Alcohol-free beer, the original trendsetter
Beer is already low in alcohol, compared to all other alcoholic drinks you’ll typically find at a bar, at an average of about 5% ABV (unless marketed as ‘strong’, XIPA, or Belgian).
While Europe and Japan have been producing non-alcohol beer for a while now, we’re seeing more mainstream beer producers getting in on the action. We have alcohol-free Heineken and Carlsberg in Singapore, as well as Budweiser in the US. For a list of popular non-alcohol beers, see here. In addition to alcohol-free pilsners and lagers, there are alcohol-free wheat beers, dark beers (porters and stouts), and other beer varieties you can think of like IPA, Pale Ales, and even sours.

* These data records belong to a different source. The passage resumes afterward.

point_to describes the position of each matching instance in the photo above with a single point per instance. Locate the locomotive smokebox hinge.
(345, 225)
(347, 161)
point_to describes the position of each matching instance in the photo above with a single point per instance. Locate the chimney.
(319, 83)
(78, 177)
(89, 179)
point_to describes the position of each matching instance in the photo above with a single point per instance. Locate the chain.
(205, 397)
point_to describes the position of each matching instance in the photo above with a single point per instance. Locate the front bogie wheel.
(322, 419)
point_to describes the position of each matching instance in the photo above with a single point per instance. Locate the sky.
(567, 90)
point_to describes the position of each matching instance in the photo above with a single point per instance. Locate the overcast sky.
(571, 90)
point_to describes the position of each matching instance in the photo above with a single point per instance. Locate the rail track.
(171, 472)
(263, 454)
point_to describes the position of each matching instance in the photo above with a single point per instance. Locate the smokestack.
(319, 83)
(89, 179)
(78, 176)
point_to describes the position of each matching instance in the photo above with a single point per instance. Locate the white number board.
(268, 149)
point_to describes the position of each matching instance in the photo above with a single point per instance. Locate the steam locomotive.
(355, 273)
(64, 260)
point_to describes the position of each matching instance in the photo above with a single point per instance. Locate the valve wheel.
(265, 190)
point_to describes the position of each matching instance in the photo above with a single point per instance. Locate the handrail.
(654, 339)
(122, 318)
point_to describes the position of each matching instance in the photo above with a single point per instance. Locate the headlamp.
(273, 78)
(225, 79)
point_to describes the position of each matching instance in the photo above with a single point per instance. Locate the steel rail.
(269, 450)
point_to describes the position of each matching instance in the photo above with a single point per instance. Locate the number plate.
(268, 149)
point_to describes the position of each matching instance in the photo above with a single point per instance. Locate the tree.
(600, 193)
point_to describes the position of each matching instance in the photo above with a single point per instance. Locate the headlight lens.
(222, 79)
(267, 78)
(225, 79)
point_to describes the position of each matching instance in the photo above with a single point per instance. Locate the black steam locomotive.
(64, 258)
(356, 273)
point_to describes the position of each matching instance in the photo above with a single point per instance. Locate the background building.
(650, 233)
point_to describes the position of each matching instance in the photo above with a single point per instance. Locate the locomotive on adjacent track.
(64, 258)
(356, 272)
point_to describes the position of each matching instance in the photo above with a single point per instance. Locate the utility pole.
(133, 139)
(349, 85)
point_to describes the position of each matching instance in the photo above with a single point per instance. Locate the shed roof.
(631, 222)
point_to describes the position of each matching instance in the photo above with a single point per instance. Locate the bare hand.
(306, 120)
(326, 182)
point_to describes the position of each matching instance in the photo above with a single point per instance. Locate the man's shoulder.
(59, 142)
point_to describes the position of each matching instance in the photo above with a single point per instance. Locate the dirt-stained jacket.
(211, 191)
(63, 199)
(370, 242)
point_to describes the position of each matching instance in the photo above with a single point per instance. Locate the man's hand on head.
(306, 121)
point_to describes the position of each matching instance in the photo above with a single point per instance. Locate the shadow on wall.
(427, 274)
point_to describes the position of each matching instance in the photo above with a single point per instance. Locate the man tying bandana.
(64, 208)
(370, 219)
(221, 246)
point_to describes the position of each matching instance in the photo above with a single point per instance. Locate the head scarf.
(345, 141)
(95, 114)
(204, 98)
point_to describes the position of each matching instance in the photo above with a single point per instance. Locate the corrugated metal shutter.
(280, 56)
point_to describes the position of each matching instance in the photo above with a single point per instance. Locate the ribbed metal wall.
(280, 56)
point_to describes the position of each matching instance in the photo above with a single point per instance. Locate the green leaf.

Generally, non-alcohol beers are made in one of two ways: the first stops fermentation before it happens, and the second removes it through evaporation. The craft beer industry is now getting in on producing a variety of low- and non-alcohol beers with a lot more variety than your average lagers.
There’s also a rise in low-alcohol beers, which have ABVs around 1-4%, which are sometimes called ‘near beers’. In Japan, ‘near beers’ are different: they’re called happoshu, and have the same amount of alcohol but with less malt than regular beer. Normal beers in Japan have 67% malt, while happoshu have less than that.
Japan also has ‘beer-taste’ drinks like Suntory All Free, which is basically a beverage flavoured like beer so they’re completely alcohol-free (and calorie-free). Japan also has Hoppy, a malt drink that’s about 0.8% ABV, traditionally drunk with shochu (a distilled alcohol of 20% ABV) – similar to your soju bombs.
If you’re used to drinking regular beer, the taste of these alcohol-free versions may be slightly different. Some – like Hoppy or alcohol-free weissbier – can be described as tasting like ‘wheat juice’, while others may have a sour tang.
Cocktail bars with non-alcoholic cocktails?
While alcohol-free options aren’t widespread in Singapore, there are places where you can actually sample an alcohol-free cocktail that isn’t just a mocktail flavoured with all kinds of sickly sweet syrups. Some bars stock alcohol-free spirits – like gin or tequila – so it’s not difficult to get alcohol-free cocktails (just don’t expect a lower price).
Then there are places with alcohol-free (not mocktail) cocktails. The Great Mischief – Singapore’s first Halal cocktail bar – only carries non-alcoholic drinks, and focuses on Catalonian bites. Origin Bar distills their own alcohol inspired by the flavours of Singapore, including a 0% ABV option. Gibson is another bar with a big alcohol-free menu, including using Campari and vermouth that have been boiled down to remove the alcohol.
These alcohol-free options give you more choices for your next night out!